WeatherFlow - Weather Data Pipeline

A complete weather data pipeline that fetches data from OpenWeather API, stores it in the cloud, and runs analytics. Built with Airflow, MongoDB, Redis, GCS, and Snowflake.

How It Works

The pipeline runs in 4 stages:

Collect: Fetch weather data from OpenWeather API for specified locations
Transfer: Move data from MongoDB to Google Cloud Storage as Parquet files
Load: Import data from GCS into Snowflake data warehouse
Analyze: Run daily analytics and generate insights

All stages are orchestrated by Apache Airflow and use Redis queues for job coordination.

Project Structure

weatherflow/
├── airflow/                    # Airflow configuration and DAGs
│   ├── dags/                   # The main pipeline workflows
│   ├── logs/                   # Airflow execution logs
│   ├── config/                 # Airflow settings
│   └── plugins/                # Custom Airflow plugins
├── data/                       # Location data (cities and coordinates)
├── infra/                      # Database and cloud connection modules
├── monitor/                    # Grafana dashboards and monitoring
└── docker-compose.yaml         # Infrastructure setup

Key Directories

airflow/dags/ - The heart of the pipeline:

collect_openweather_api_to_mongodb.py - Fetches weather data from API
transfer_mongodb_to_gcs.py - Moves data to cloud storage
load_gcs_to_snowflake.py - Loads data into Snowflake
analyze_weather_daily_snowflake.py - Runs daily analytics

infra/ - Connection modules for different systems:

connections_mongodb.py - MongoDB operations
connections_redis.py - Redis queue management
connections_gcs.py - Google Cloud Storage uploads
connections_snowflake.py - Snowflake data warehouse operations

data/ - Contains CSV files with city coordinates for weather collection

monitor/ - Grafana dashboards for monitoring pipeline health and metrics

Pipeline Details

1. Data Collection (collect_openweather_api_to_mongodb.py)

Schedule: Every hour (0 * * * *)

What it does:

Reads city coordinates from CSV file
Creates job queue in Redis for each location
Parallel workers fetch weather data from OpenWeather API
Stores complete API responses in MongoDB
Queues successful jobs for next stage

Key features:

Parallel processing with 2 workers
Retry logic for API failures
Comprehensive data extraction (temperature, humidity, wind, etc.)
Job tracking with unique IDs

2. Data Transfer (transfer_mongodb_to_gcs.py)

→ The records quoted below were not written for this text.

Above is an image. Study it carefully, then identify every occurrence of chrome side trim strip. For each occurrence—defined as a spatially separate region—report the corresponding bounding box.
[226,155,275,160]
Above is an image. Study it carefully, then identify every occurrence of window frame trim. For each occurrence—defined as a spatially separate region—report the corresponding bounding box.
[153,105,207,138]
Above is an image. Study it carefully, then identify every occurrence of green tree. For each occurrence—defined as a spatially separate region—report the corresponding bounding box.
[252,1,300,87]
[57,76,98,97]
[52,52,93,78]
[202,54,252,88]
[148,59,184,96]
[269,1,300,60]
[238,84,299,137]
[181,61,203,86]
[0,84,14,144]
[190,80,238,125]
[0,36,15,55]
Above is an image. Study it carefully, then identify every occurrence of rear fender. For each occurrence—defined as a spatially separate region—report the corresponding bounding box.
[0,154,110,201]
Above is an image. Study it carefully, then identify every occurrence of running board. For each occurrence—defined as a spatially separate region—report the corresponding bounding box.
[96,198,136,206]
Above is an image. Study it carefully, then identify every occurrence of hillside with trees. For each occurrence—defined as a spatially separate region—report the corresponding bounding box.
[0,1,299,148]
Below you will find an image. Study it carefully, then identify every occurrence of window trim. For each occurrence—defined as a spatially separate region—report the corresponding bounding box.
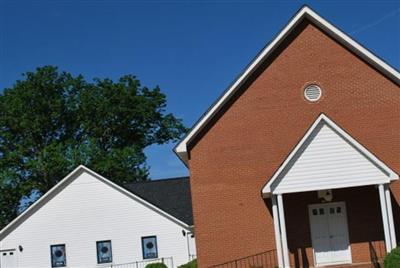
[50,244,67,268]
[141,236,158,259]
[96,240,113,264]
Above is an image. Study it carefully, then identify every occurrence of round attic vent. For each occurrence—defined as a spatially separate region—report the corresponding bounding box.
[304,85,322,102]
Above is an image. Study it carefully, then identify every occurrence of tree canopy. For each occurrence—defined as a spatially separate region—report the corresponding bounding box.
[0,66,187,228]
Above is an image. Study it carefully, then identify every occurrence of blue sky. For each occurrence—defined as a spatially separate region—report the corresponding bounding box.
[0,0,399,179]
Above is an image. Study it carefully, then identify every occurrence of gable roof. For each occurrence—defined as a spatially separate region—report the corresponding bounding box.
[174,5,400,165]
[0,166,192,240]
[124,177,193,226]
[262,114,399,197]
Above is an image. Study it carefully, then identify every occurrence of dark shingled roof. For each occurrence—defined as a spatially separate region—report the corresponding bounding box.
[124,177,193,226]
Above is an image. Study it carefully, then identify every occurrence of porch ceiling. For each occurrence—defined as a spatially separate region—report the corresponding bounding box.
[262,114,399,197]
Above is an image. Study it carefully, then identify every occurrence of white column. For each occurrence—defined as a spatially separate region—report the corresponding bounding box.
[385,184,397,249]
[378,184,392,252]
[272,195,284,268]
[277,194,290,268]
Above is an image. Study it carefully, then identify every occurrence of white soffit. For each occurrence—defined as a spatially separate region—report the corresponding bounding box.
[174,6,400,165]
[262,114,399,197]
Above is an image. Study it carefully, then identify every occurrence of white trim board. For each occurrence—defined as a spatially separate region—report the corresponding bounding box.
[0,165,191,241]
[262,114,399,197]
[174,5,400,165]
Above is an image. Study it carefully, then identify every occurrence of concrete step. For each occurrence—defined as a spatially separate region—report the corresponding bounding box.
[317,262,380,268]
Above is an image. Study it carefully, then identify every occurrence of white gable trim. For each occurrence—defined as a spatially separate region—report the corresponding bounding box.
[262,114,399,197]
[0,165,191,240]
[174,6,400,165]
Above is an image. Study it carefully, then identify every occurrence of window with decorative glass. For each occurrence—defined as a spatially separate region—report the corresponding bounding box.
[142,236,158,259]
[97,240,113,264]
[50,244,66,267]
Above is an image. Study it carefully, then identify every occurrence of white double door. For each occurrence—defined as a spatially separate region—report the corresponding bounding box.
[308,202,352,266]
[0,250,17,268]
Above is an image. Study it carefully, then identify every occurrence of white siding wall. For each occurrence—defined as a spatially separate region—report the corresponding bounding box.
[273,123,390,194]
[0,172,195,268]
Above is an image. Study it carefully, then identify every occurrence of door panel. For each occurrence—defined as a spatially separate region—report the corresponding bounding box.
[309,202,351,266]
[327,204,351,264]
[310,207,331,264]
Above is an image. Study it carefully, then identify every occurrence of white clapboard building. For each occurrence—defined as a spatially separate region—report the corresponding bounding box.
[0,166,196,268]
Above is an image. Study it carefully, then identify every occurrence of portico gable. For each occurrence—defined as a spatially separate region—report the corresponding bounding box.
[262,114,399,268]
[262,113,398,197]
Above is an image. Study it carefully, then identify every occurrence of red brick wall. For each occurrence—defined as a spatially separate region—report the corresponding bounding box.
[187,22,400,267]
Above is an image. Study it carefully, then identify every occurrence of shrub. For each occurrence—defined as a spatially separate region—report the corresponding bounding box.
[384,247,400,268]
[145,263,168,268]
[178,259,197,268]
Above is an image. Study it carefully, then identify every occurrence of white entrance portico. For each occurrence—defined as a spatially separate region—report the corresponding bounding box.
[262,114,399,268]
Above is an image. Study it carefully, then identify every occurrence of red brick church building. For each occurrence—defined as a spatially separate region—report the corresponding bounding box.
[175,6,400,268]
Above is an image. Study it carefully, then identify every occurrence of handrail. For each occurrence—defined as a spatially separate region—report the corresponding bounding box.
[108,257,174,268]
[209,249,278,268]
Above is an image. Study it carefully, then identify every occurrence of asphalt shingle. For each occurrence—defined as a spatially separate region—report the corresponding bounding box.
[124,177,193,226]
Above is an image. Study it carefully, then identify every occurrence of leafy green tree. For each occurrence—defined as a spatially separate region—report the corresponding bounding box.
[0,66,187,228]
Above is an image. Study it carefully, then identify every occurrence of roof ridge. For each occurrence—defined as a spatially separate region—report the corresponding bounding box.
[126,176,189,185]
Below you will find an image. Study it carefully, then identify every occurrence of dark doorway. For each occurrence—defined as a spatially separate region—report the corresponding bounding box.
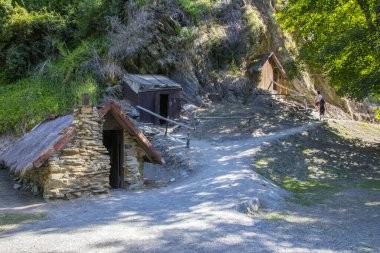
[159,94,169,124]
[103,130,124,188]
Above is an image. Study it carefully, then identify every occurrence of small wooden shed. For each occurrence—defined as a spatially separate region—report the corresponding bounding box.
[122,74,183,124]
[247,52,288,94]
[0,101,164,200]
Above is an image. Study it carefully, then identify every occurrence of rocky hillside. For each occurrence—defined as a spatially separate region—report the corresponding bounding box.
[100,0,374,120]
[0,0,376,135]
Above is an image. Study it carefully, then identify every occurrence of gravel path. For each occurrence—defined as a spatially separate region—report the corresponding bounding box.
[1,122,379,253]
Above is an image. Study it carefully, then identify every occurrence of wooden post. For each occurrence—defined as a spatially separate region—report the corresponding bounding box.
[165,119,169,136]
[186,129,190,148]
[136,106,195,148]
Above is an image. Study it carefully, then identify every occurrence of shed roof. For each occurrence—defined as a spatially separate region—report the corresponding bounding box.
[122,74,182,93]
[247,52,286,76]
[0,101,164,175]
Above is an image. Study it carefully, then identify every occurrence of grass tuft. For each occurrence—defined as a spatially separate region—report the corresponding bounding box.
[0,213,48,232]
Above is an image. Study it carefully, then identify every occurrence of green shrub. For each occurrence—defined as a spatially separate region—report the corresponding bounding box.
[0,5,67,81]
[0,0,13,28]
[243,5,266,47]
[178,0,215,22]
[282,59,301,81]
[0,36,107,134]
[134,0,152,7]
[0,0,123,82]
[375,108,380,120]
[0,78,60,134]
[0,75,104,135]
[13,0,75,13]
[45,37,109,82]
[74,0,125,38]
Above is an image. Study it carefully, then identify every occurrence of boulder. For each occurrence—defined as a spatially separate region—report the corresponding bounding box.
[237,198,260,215]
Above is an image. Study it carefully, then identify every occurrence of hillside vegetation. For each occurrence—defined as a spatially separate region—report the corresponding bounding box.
[0,0,122,134]
[0,0,378,135]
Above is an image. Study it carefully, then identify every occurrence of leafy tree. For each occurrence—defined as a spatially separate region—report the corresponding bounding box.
[276,0,380,100]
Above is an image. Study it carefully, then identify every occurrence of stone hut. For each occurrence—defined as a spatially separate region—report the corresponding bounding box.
[246,52,288,95]
[122,74,183,124]
[0,101,164,200]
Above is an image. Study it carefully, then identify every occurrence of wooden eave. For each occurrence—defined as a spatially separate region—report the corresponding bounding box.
[98,101,165,165]
[270,53,287,77]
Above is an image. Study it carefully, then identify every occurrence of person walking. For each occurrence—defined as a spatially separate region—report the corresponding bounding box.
[314,91,326,120]
[315,91,323,110]
[319,97,326,120]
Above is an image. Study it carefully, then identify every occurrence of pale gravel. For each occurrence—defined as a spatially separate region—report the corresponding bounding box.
[0,122,379,253]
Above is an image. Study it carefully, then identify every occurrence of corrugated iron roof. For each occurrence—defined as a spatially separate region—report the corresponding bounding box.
[122,74,182,93]
[0,101,164,175]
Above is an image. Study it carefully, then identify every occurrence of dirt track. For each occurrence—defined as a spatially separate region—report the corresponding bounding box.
[0,121,379,253]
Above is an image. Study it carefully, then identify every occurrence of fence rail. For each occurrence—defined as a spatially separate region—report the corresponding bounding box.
[136,106,194,148]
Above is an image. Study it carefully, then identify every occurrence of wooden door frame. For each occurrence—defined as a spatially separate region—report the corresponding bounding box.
[155,92,171,125]
[117,130,124,188]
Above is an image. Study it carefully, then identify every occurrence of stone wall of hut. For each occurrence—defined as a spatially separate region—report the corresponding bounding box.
[43,105,110,200]
[21,105,148,200]
[123,132,145,190]
[18,165,49,196]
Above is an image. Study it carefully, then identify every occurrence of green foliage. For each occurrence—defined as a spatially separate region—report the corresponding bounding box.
[0,0,13,27]
[0,0,120,134]
[45,37,109,82]
[134,0,152,7]
[280,177,332,192]
[229,58,239,74]
[282,59,301,81]
[0,0,123,82]
[14,0,78,14]
[375,109,380,120]
[74,0,124,38]
[0,37,106,134]
[276,0,380,100]
[178,0,217,22]
[243,5,266,47]
[0,78,60,134]
[0,75,103,134]
[178,26,199,42]
[0,5,67,81]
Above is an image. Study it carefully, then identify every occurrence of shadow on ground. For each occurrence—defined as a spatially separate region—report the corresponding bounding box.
[0,123,379,252]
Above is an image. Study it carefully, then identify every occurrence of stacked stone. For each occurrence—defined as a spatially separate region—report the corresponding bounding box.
[123,131,145,190]
[16,166,48,196]
[43,105,111,200]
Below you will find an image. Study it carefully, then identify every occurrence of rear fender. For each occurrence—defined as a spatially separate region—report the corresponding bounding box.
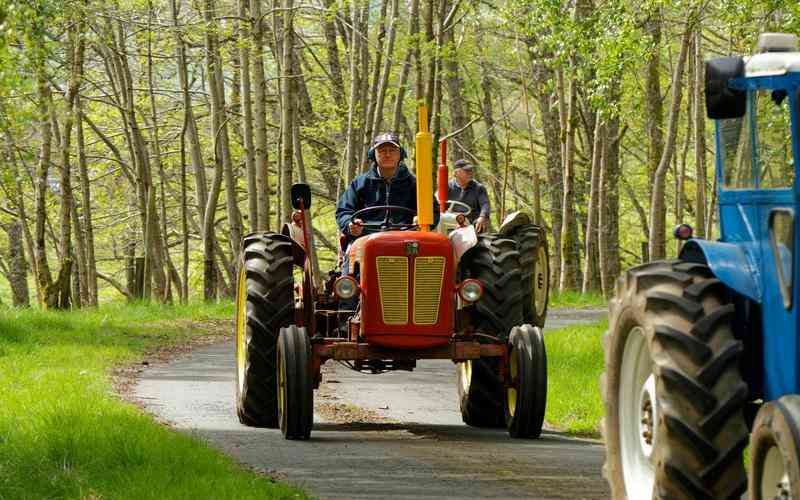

Schedule: Every 3 hours (15 */3 * * *)

What it does:

Processes job IDs from Redis upload queue
Fetches weather records from MongoDB
Converts data to Parquet format
Uploads to Google Cloud Storage with date partitioning
Cleans up MongoDB after successful upload

Key features:

Batch processing for efficiency
Date-partitioned storage (year=2025/month=06/day=15/)
Data transformation and cleaning
Failed job tracking and retry

3. Data Loading (load_gcs_to_snowflake.py)

Schedule: Every 6 hours (30 */6 * * *)

What it does:

Scans GCS bucket for new Parquet files
Loads data into Snowflake using COPY INTO
Tracks processed files to avoid duplicates
Manages Snowflake table schema

Key features:

Automatic schema detection
Incremental loading
File processing tracking
Error handling for schema mismatches

4. Analytics (analyze_weather_daily_snowflake.py)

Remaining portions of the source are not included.